Title: Re: The Last 125
Post by: TimC on 18 May, 2021, 11:54:32 am
I used to know a chap whose father used to drive them on the Western Region route 'twixt Cornwall and That London.  The old boy claimed they used regularly to open the taps if a representative of The Man wasn’t around, and wind them up to 140+ mph.

Didn't an HST set an official world record at 146mph? Ah yes - here it is https://en.wikipedia.org/wiki/InterCity_125

148mph.
Title: Re: The Last 125
Post by: TimC on 18 May, 2021, 11:56:47 am
IETs have passengers in leading vehicles.

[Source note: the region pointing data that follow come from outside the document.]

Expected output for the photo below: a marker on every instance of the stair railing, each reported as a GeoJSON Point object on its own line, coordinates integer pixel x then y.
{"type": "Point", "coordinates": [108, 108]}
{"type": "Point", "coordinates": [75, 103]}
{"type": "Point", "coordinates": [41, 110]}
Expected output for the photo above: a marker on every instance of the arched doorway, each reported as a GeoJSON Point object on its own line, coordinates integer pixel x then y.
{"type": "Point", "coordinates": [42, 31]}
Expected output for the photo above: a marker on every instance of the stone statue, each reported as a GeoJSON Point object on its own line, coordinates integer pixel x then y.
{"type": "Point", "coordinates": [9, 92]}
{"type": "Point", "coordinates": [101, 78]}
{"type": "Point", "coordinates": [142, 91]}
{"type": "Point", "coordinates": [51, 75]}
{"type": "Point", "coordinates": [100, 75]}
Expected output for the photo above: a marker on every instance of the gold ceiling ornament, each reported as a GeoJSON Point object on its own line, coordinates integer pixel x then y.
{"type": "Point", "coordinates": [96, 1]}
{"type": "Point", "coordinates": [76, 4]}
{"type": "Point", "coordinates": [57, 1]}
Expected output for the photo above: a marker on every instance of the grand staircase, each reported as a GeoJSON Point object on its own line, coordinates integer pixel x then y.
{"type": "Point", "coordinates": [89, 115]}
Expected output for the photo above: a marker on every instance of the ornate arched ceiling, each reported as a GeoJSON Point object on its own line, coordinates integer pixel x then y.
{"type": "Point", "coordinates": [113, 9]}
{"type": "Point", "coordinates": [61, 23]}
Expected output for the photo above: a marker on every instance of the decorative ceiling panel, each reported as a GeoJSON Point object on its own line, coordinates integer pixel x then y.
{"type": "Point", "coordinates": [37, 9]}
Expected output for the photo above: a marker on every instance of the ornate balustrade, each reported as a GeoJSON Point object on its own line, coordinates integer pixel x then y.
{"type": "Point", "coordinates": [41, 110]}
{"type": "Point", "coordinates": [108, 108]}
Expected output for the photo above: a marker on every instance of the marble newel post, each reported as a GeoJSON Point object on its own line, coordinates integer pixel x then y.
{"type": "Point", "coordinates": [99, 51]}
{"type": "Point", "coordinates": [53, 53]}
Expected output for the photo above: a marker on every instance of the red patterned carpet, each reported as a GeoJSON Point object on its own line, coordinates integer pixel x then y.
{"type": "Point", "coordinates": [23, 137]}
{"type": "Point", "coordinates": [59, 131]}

Sorry that was half the info, the layout of the pendolino leading/trailing carriages was the trade off eventually agreed to along with the significantly better crashworthiness.
I note that in the IET the same amount of buffer is provided to 1st class but not standard

APT-E had passenger-carrying leading and trailing cars.
Title: Re: The Last 125
Post by: Jaded on 18 May, 2021, 12:25:45 pm
Yes. They had to put the two power cars in the middle because they couldn't run high voltage cables along the train, AIUI. Which meant two of everything like buffets on board.
Title: Re: The Last 125
Post by: Regulator on 18 May, 2021, 01:24:02 pm
I note that none of the train nerds in that report are social distancing or wearing appropriate face coverings.  Will we end up with a '125 Surge'?
Title: Re: The Last 125
Post by: grams on 18 May, 2021, 01:30:26 pm
I note that none of the train nerds in that report are social distancing or wearing appropriate face coverings.  Will we end up with a '125 Surge'?

Are you talking about the report from May 2019?